Yohan lâche sur la table un paquet de lettres. Le courrier est acheminé jusqu'ici seulement une fois par mois. Si c'est une affaire urgente, il faut aller le chercher à la plus grande ville du territoire voisin.

Au milieu des lettres blanches, une fine écriture cursive sur une enveloppe violette retient mon attention. Je regarde rapidement le cachet de la poste : elle provient de Ludmia, sur la côte.

D'une main poussiéreuse, je glisse mon couteau dans la fente pour l'ouvrir proprement et un pétale de rose séché s'en échappe. J'en sors un papier à lettre mauve, recouvert de mots inclinés à l'encre noire, et mon cœur sursaute malgré moi en lisant la signature : Ton Olga.

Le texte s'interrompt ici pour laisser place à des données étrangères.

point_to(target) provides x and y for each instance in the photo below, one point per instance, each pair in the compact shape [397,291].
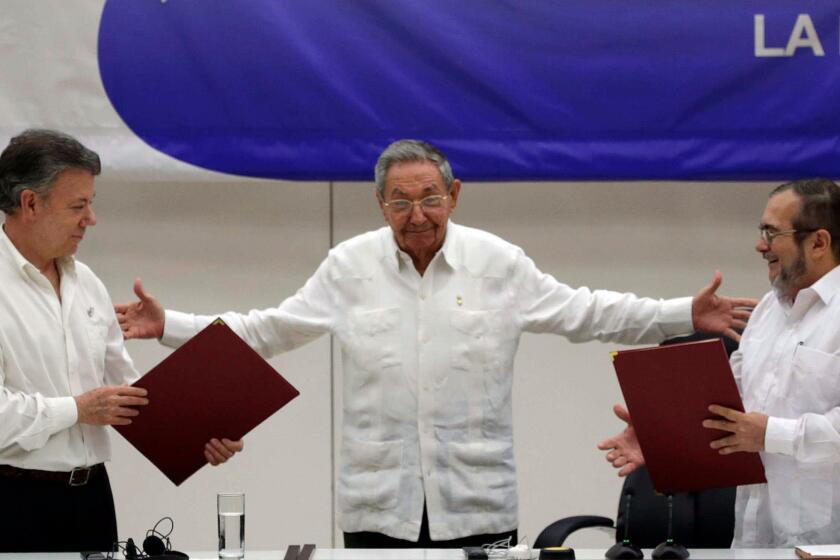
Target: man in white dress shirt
[63,364]
[788,371]
[429,315]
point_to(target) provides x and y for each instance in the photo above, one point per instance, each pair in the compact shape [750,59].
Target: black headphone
[156,545]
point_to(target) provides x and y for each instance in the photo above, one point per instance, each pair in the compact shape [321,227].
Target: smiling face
[419,231]
[787,262]
[61,217]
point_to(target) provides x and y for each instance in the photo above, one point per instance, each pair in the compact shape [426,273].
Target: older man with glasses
[788,371]
[429,315]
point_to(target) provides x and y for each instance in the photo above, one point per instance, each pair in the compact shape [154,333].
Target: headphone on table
[156,545]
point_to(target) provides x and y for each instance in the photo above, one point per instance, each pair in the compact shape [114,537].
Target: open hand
[623,449]
[219,451]
[143,318]
[720,314]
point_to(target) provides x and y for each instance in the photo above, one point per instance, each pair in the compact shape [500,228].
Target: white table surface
[440,554]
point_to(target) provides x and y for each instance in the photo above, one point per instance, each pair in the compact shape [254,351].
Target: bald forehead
[414,177]
[781,210]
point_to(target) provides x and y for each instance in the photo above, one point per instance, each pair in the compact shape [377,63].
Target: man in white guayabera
[788,371]
[429,315]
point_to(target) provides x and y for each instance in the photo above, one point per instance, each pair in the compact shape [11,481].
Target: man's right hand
[109,406]
[623,449]
[143,318]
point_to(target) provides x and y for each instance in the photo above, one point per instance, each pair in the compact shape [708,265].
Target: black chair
[700,519]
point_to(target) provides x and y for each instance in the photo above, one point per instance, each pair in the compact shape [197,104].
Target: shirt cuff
[675,316]
[62,413]
[177,328]
[780,435]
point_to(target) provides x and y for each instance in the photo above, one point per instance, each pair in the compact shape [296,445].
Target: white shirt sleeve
[297,320]
[29,420]
[811,438]
[582,314]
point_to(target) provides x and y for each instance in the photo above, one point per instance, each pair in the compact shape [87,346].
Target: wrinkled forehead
[781,210]
[415,177]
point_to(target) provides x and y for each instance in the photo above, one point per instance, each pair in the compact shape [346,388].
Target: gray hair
[405,151]
[820,208]
[34,158]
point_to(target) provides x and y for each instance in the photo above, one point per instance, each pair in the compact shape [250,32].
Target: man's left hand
[748,429]
[219,451]
[720,314]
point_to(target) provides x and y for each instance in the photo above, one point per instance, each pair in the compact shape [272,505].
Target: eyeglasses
[402,206]
[767,235]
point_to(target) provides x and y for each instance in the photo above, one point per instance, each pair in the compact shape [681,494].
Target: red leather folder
[668,390]
[214,386]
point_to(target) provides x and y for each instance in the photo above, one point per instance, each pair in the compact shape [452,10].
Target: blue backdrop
[510,90]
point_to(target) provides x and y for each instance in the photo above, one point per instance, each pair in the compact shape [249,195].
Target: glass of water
[231,508]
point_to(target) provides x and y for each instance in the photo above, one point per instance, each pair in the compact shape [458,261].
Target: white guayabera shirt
[788,367]
[50,350]
[428,365]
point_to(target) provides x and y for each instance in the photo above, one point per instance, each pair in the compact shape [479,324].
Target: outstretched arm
[623,449]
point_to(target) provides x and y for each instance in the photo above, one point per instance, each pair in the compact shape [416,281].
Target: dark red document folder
[214,385]
[668,390]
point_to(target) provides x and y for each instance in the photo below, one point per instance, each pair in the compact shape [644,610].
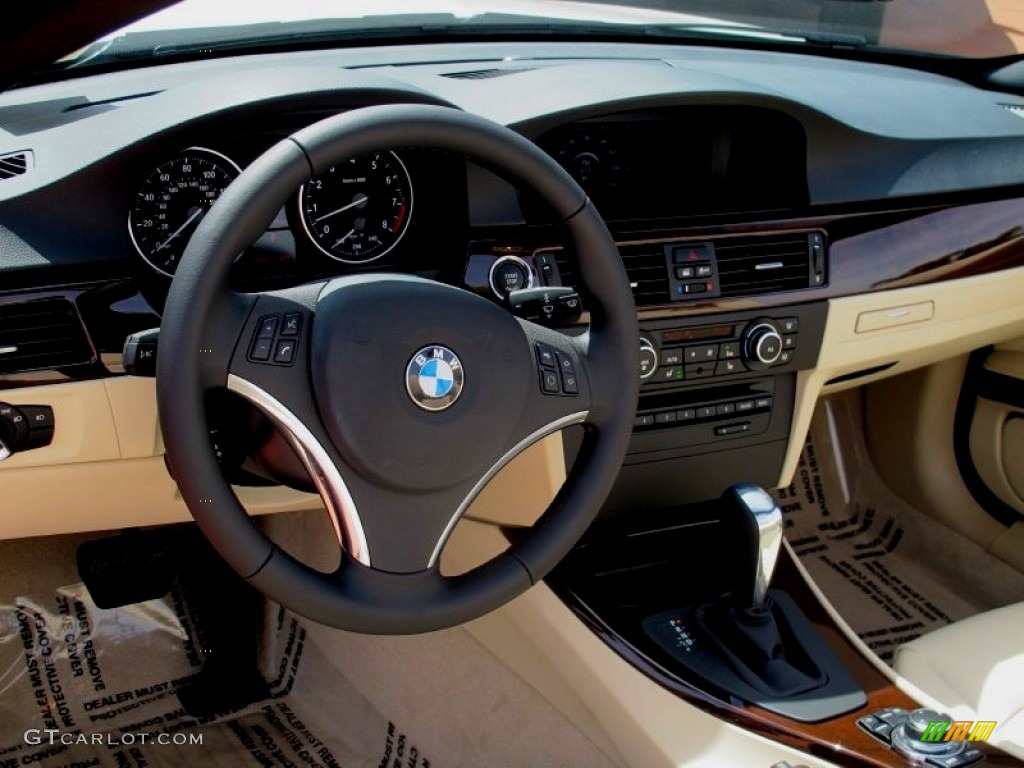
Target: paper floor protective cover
[83,686]
[892,572]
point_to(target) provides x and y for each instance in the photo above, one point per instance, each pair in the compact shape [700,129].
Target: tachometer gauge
[357,210]
[173,200]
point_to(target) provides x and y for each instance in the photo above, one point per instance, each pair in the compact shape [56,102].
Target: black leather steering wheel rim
[204,328]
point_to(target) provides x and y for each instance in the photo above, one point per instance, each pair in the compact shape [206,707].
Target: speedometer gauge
[172,201]
[357,210]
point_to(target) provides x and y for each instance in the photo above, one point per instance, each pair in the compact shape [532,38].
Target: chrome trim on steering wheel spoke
[332,488]
[548,429]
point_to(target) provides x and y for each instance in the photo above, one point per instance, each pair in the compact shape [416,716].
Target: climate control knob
[762,344]
[648,359]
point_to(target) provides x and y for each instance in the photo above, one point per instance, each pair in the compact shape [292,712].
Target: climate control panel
[678,353]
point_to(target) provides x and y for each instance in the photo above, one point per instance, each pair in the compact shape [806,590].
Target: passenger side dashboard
[866,216]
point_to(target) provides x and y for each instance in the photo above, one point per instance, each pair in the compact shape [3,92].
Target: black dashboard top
[690,131]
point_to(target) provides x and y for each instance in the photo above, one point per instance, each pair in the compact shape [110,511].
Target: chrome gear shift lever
[760,523]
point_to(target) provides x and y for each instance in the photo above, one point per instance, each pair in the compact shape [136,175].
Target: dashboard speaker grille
[485,74]
[763,263]
[644,266]
[14,164]
[42,334]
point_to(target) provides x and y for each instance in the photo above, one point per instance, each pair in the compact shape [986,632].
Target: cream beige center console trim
[943,320]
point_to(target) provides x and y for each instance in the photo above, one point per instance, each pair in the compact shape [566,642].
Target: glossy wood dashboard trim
[868,250]
[839,739]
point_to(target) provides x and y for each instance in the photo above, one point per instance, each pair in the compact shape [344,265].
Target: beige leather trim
[104,469]
[968,313]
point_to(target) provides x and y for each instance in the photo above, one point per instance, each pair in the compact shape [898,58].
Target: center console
[712,384]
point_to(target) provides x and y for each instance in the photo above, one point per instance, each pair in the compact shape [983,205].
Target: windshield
[976,29]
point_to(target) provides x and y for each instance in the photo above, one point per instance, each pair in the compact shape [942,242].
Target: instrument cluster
[351,216]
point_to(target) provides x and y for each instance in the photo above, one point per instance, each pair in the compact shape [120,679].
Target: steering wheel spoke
[560,390]
[269,368]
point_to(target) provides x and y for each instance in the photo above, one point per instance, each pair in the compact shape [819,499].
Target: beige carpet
[891,571]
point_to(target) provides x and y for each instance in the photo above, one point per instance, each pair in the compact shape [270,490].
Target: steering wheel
[401,396]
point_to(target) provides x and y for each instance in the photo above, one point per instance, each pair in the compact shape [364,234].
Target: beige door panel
[997,431]
[104,469]
[996,441]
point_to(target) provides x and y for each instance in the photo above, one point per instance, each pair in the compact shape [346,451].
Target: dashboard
[790,224]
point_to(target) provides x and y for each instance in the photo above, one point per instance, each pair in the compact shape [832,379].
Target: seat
[974,670]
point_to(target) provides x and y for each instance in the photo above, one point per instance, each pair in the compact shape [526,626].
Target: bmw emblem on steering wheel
[434,378]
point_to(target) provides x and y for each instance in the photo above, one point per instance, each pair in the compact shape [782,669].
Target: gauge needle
[344,237]
[162,246]
[354,203]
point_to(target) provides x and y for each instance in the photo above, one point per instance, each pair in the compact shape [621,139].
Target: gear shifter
[755,644]
[759,521]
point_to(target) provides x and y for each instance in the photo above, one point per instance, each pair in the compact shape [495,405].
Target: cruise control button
[671,373]
[550,383]
[732,429]
[285,351]
[701,353]
[545,355]
[267,327]
[293,321]
[261,349]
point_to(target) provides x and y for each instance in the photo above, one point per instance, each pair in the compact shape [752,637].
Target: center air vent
[14,164]
[759,264]
[41,334]
[644,267]
[741,265]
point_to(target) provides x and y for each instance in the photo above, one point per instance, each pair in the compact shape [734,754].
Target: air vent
[769,263]
[41,334]
[14,164]
[644,266]
[485,74]
[747,265]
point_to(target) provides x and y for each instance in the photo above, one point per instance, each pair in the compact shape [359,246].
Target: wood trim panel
[868,251]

Mes yeux parcourent la lettre pour être sûrs de ne pas rêver. Elle écrit qu'elle aimerait me revoir. Je relis intégralement la lettre une deuxième fois, tandis qu'afflue dans mes pensées un passé que je croyais effacé de ma mémoire. Puis une troisième fois.

- Qu'est-ce que c'est ta lettre ? Ça sent le parfum ! s'écrie soudain Spyke pour qui veut l'entendre. Fais voir !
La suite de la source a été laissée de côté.